We had an opportunity to present the experience to one of our healthcare clients during the design process of their new ORs. While being sensitive to our client’s preferences in trying new technologies, we wanted to remove any barriers to user adoption by implementing more intuitive and playful interfaces.

A small-scale physical model with 3D-printed representations of the virtual elements was incorporated to supplement the virtual OR and get non-headset wearing participants to join in the experience. VORE’s “physical/digital twin” set-up allows participants to re-configure a space and understand it immediately at both a model scale and a real-world scale within VR. If an object with a distinguishing marker is moved to a certain location in the physical model, the virtual representation of that object will move simultaneously within the virtual model. 

Virtual freedom

Participants are afforded the freedom to make any change they wish on the physical scale model with ease and see it reflected in the virtual OR. Thus, variations may be experienced without the time and expense needed to continuously change a full-scale built mockup. In addition to furniture and equipment, “characters” (i.e., surgeons and nurses) are also represented in the model so that one can navigate the room by simply moving the physical character. The participant wearing the VR headset can switch between characters and view the scene from different perspectives. 

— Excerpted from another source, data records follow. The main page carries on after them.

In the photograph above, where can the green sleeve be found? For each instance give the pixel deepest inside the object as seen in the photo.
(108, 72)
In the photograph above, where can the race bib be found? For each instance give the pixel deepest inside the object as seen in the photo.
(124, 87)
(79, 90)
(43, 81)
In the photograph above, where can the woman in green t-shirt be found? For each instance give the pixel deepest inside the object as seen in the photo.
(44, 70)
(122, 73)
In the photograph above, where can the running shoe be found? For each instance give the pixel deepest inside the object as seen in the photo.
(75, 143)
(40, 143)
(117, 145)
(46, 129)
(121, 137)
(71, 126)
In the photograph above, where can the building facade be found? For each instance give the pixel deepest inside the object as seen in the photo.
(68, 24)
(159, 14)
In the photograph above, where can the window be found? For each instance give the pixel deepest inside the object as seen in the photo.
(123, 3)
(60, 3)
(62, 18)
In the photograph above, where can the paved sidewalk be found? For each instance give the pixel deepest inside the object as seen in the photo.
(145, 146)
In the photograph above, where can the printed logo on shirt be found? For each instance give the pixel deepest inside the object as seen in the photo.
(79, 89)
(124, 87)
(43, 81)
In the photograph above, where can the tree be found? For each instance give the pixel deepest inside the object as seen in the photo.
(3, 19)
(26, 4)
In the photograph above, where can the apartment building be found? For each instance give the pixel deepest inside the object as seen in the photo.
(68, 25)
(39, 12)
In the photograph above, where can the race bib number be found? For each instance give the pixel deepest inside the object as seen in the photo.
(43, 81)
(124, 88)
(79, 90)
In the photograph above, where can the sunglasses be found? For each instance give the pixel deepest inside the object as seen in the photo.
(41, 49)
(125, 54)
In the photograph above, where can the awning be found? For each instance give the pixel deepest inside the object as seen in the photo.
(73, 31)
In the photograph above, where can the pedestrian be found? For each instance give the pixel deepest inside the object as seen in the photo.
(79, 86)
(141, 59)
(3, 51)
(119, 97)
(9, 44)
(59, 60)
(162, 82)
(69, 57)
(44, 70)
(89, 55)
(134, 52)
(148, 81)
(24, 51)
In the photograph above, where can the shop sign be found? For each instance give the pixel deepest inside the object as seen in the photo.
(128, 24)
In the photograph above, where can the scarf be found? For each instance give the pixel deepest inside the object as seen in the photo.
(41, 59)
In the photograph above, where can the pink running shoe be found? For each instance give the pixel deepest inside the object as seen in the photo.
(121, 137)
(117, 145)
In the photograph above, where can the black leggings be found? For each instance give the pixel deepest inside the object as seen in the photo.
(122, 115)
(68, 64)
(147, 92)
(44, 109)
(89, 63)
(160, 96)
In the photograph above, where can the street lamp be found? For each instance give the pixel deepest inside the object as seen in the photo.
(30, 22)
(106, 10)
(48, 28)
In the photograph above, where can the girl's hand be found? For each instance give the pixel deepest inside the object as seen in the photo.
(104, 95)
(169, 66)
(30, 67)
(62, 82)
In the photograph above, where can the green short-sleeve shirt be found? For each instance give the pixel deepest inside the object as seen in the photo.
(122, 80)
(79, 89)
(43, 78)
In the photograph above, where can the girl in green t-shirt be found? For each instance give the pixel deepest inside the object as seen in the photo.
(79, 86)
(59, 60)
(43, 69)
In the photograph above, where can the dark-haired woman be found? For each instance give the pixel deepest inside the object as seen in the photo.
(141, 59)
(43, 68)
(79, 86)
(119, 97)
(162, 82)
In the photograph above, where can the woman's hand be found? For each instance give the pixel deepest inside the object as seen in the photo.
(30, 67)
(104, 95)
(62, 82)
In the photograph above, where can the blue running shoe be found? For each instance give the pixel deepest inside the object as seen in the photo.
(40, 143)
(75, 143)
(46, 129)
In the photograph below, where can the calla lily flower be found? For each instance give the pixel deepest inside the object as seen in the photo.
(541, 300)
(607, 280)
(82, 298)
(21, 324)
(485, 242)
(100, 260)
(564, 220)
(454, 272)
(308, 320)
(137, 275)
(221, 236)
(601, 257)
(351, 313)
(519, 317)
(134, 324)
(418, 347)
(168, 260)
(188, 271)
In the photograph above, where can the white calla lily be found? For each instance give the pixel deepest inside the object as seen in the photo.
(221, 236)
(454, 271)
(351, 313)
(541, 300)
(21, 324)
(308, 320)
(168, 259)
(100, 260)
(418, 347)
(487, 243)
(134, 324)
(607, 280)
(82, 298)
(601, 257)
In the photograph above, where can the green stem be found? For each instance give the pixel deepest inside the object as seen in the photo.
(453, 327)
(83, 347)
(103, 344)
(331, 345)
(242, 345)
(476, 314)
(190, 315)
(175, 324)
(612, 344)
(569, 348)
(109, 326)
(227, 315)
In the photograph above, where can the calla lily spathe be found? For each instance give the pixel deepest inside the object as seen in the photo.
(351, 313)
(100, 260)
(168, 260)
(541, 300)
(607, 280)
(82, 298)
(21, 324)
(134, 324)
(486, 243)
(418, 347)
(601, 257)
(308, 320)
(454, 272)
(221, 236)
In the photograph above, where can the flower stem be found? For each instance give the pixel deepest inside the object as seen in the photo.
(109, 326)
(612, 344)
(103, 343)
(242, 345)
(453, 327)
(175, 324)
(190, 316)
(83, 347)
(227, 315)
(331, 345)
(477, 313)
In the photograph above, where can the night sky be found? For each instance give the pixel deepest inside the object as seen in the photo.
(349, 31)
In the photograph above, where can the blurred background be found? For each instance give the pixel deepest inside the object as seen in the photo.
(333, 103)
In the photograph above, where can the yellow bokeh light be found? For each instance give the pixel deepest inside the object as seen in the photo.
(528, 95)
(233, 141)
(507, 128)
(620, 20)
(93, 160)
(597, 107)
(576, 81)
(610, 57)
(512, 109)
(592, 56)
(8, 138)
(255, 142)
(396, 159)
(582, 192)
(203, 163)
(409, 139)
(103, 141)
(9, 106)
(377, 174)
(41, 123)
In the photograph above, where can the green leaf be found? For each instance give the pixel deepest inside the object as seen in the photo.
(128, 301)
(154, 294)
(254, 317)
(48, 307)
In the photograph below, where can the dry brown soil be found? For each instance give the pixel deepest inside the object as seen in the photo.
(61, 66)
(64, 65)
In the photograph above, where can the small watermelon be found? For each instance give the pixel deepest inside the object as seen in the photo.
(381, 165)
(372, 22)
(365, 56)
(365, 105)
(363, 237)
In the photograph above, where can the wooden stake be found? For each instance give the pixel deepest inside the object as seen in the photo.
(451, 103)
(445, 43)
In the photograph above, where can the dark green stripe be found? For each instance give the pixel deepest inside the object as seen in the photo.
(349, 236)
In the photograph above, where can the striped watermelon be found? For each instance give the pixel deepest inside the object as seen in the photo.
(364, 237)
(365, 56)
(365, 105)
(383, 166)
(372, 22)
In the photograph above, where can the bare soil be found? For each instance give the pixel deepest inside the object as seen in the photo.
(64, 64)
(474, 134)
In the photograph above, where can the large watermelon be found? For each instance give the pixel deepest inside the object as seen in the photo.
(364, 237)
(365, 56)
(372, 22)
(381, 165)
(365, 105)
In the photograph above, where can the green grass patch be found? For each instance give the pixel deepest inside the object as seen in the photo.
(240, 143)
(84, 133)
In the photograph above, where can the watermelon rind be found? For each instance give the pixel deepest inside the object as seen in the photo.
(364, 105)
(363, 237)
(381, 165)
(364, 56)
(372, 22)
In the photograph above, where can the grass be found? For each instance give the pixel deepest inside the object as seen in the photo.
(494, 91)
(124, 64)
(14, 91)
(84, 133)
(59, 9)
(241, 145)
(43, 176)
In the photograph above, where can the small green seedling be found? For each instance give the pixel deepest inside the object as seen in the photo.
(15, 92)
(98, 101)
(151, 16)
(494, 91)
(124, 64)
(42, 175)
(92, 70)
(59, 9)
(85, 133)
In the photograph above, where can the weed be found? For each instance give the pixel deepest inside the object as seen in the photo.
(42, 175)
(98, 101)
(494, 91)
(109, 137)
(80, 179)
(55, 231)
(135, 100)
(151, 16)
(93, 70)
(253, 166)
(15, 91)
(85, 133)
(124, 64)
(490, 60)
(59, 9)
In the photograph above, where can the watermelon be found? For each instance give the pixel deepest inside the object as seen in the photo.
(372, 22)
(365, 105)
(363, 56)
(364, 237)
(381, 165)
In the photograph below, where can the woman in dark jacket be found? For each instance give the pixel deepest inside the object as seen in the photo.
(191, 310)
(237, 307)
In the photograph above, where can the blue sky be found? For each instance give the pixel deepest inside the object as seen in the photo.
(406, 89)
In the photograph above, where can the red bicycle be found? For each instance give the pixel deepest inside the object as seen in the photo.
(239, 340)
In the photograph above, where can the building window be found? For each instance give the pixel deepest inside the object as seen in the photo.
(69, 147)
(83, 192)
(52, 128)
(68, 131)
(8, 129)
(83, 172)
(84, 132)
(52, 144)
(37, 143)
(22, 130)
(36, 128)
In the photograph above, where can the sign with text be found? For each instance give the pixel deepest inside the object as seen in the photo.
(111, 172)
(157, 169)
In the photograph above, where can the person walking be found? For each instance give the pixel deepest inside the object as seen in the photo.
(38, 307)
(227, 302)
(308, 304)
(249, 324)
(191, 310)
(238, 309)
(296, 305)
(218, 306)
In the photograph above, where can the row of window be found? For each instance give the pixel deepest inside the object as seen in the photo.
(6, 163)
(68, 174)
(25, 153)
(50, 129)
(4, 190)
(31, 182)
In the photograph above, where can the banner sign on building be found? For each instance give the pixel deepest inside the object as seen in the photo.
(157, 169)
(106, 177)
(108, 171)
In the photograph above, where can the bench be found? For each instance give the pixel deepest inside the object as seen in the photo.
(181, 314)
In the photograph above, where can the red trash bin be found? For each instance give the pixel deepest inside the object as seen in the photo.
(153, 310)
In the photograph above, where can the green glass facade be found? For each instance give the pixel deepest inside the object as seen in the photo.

Our clients are able to explore the OR for themselves in virtual space and experience it from all angles with the relevant equipment and characters. Once a desirable layout is formulated in virtual space, the project design team and client decision-makers can reach a consensus on the direction for the final OR design.

With our rapidly expanding field, communicating interior architecture to a client team involves more than offering traditional floor plans, 2D elevations, multiple perspective renderings, and finish boards. We wanted to provide the groundwork for testing how highly interactive mock-ups in VR could facilitate some of the decision making much earlier in the design process. Today’s sophisticated projects should be an interactive experience from the beginning. Engaging stakeholders from all parties in this visual process will result in greater satisfaction, confident decision making, and conservation of precious resources.

Eyal Perchik, AIA, ACHA, DBIA, is a Principal and Nazli Tatar is a Digital Experience Designer at CO Architects.